The lexicon, BDB has this verse as a specific example where the masculine does double duty as a feminine:

2924, 2922 † טָלֶה n. m. lamb (NH id., lamb; Aram. ‏טַלְיָא lamb, youth, ‏טַלְיְתָא girl, ‏ܛܰܠܝܳܐ boy, youth, ܛܠܺܝܬܳܐ girl (cf. Mk 5:41 𝔖);

<BDB, s.v. “טלה,” 378.>

So, either variant you go with has the same meaning in the end: a singular imperative.

Meaning: While "lamb" would be a good/decent place to start, the better choice in context is "girl"—both by the usage of Aramaic in that age/stage of history and by the parallel usage in Luke 8:54, where "ἡ παῖς, ἔγειρε" (child, get up) is used.


In the USA parents often call their offspring their "kids". "Kid" is also the name of a baby goat. But is "kid" how you say "child" or is it simply that it is endearing/insulting slang way of addressing your child(ren)? I'm of the opinion that it may have started out as an endearing way to refer to one's child but over time it lost the "meaning" of "dear" and retained the meaning of "child".

This, of course would be beyond my interest or ability to prove however I believe that the fact that we see it in the English language means that it is not unprecedented:

Before sending her son off for his first day at school, Mrs. Cohen hugged him and said: "Good luck, my sweet bubbeleh. Be good, dear bubbeleh, and work hard. "And remember, my bubbeleh, at lunch time eat all of your food and play nicely with the other children. Oh, bubbueleh, I'm so proud of you!" That afternoon, when little Cohen returned home, his mother cried: "Bubbeleh, my sweet bubbeleh, give your mother a hug! So, tell me, what did you learn at school today?"

"Well," said the boy, "to start with, I learned that my name is Aaron."

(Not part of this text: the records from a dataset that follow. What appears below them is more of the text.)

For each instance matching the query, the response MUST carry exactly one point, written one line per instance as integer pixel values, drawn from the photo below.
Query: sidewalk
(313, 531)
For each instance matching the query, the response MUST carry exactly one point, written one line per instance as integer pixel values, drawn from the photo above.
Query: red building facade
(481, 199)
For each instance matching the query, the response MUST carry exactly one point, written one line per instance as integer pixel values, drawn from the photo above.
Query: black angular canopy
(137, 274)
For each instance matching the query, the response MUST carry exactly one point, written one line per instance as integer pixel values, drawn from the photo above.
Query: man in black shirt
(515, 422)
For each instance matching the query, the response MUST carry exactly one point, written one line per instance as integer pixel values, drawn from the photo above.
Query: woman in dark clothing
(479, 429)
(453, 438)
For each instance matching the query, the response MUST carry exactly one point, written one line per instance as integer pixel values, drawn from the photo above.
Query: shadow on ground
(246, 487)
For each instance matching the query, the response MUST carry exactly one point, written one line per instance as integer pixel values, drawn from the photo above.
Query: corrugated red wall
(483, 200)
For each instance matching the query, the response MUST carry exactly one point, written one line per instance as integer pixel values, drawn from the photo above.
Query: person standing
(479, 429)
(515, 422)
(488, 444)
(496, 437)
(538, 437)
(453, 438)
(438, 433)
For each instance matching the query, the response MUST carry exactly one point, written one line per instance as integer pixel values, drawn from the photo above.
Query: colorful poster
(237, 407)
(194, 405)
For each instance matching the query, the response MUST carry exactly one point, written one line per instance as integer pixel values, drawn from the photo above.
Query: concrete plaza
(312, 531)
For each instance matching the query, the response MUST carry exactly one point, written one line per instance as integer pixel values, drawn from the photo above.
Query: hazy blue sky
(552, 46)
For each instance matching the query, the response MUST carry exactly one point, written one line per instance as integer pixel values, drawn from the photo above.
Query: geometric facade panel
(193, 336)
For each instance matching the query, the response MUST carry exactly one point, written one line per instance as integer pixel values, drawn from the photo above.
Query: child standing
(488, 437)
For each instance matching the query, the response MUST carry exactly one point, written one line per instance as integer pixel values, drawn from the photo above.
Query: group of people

I have read that “Talitha kumi” is an idiomatic Hebrew expression meaning “Little girl in the tallitt, arise. The tallit refers to the prayer shawl that according to Hebrew tradition was also used to wrap a person for burial. There are those who claim that the original “New Testament” may have actually been written first in Aramaic and then later was translated into Greek. This may account why so often there are words in the NT that when translated into Greek, those who did the translating did not have sufficient understanding of Hebrew and so could not properly render particular phrases such as “Talitha kumi” into Greek but left it in its original language.

  • 3
    There is no connection between טְלִיתָא a Syrian Aramaic word meaning "a little girl" and the Hebrew word טַלִּית, meaning a blanket-like outer garment. The concept of "prayer shawl" is a non-Jewish misunderstanding of the significance of talit, which is like a suit jacket in Western culture, worn during any formal occasion, prayer or not . טליתא קומי is not a Hebrew idiomatic expression. This answer is fundamentally mistaken at the linguistic and cultural level. Please consider deleting it.